Les scientifiques notent que les lichens sont déjà utilisés pour évaluer la valeur des forêts anciennes et la continuité des forêts dans certaines parties de l'Europe, moins en Amérique du Nord. A titre d'exemples, ils citent les études du botaniste britannique Dr Francis Rose, qui a développé un indice d'environ 30 lichens associés aux forêts royales britanniques ou aux parcs médiévaux, qui ont été relativement intacts depuis des centaines voire des milliers d'années.
McMullin s'est également appuyé sur les travaux du Dr Steven Selva de l'Université du Maine. Selva a documenté que des espèces de lichens de chaume (les calicioïdes), qui ont tendance à être trouvés principalement dans les zones de vieilles forêts, peuvent être de bons indicateurs de terres boisées en permanence dans les forêts acadiennes.
Donc, et ensuite ? McMullin et Wiersma proposent qu'ils puissent s'appuyer sur ces connaissances pour développer des listes de suites de lichens appropriées pour les types de forêts telles que carolinienne, Boréal ou Grands Lacs-St. Laurent. Les prochaines étapes pourraient inclure la formation des personnes responsables de l'évaluation des forêts, offrant l'accès à l'expertise de lichénologues formés, et tirer parti des nouvelles technologies telles que le codage à barres ADN.
Lichens 101
Il y en a environ 2, 500 espèces de lichens au Canada.

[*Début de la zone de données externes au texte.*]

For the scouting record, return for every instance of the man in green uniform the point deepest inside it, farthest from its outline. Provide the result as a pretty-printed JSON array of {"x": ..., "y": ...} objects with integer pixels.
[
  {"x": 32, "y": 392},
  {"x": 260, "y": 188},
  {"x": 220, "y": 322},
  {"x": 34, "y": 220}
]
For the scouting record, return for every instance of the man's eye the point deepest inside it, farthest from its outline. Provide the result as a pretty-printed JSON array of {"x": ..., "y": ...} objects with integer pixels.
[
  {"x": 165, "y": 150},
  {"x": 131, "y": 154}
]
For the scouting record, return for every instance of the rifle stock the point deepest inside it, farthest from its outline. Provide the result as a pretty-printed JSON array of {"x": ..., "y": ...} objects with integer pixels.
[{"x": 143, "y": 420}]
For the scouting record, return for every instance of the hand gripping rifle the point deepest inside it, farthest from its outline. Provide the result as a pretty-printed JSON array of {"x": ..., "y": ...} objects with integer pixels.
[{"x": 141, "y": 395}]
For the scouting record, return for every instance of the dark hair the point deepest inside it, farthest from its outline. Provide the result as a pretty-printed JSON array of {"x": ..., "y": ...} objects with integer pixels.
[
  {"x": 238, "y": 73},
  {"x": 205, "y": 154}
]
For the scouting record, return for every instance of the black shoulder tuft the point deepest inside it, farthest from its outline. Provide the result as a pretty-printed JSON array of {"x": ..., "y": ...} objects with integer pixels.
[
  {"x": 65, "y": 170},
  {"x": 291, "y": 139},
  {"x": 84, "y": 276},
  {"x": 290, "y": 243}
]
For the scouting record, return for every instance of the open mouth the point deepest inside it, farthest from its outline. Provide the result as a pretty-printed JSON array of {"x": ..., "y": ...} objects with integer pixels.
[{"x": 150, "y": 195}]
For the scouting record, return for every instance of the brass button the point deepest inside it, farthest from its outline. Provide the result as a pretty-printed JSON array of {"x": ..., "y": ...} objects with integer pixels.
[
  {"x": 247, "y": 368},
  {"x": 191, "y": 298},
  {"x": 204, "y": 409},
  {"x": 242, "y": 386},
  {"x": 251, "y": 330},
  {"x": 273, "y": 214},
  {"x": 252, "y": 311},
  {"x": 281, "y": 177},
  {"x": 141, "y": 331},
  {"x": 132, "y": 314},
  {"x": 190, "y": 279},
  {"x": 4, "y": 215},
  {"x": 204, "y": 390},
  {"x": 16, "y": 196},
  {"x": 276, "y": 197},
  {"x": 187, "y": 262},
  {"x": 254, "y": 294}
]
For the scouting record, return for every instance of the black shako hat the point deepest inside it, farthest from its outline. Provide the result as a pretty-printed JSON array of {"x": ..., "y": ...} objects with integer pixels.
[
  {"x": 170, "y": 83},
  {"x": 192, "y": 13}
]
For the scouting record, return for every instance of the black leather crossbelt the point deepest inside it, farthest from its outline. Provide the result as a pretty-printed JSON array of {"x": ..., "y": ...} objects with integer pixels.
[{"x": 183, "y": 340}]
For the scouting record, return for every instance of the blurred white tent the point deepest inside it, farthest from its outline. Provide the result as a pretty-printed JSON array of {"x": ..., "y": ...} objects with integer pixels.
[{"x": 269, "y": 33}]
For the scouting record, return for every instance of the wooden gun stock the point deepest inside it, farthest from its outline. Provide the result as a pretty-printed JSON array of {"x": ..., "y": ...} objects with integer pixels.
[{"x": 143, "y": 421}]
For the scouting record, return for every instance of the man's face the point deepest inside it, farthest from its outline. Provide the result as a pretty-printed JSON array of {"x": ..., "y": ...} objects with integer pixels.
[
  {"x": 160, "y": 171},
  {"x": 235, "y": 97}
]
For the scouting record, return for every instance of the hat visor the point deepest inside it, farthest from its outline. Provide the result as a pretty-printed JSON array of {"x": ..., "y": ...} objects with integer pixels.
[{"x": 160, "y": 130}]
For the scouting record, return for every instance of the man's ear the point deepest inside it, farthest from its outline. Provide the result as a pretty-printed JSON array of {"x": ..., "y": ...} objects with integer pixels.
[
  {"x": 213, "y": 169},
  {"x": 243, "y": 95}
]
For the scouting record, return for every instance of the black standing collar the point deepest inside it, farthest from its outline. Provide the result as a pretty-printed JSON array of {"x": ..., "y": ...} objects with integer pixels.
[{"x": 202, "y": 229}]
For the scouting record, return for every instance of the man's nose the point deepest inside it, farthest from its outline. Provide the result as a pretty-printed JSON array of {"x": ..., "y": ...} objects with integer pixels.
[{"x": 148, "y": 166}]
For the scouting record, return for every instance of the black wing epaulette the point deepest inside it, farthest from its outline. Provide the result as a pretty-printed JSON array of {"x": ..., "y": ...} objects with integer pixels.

Les lichens se trouvent sur tous les continents et peuvent pousser dans les régions polaires glaciales, déserts durs, ainsi que votre jardin! Un lichen est en partie un champignon et en partie une algue verte ou une cyanobactérie (parfois les deux). Certains lichens fixent l'azote du sol et les lichens jouent un rôle important dans les écosystèmes :ils sont parmi les premiers colonisateurs de la roche nue et empêchent l'érosion en stabilisant le sol, ils fournissent de la nourriture pour les animaux, habitats pour insectes, et ils peuvent servir de moniteurs pour la pollution atmosphérique. Le Musée canadien de la nature abrite l'Herbier national du Canada, qui comprend environ 150, 000 spécimens de lichens.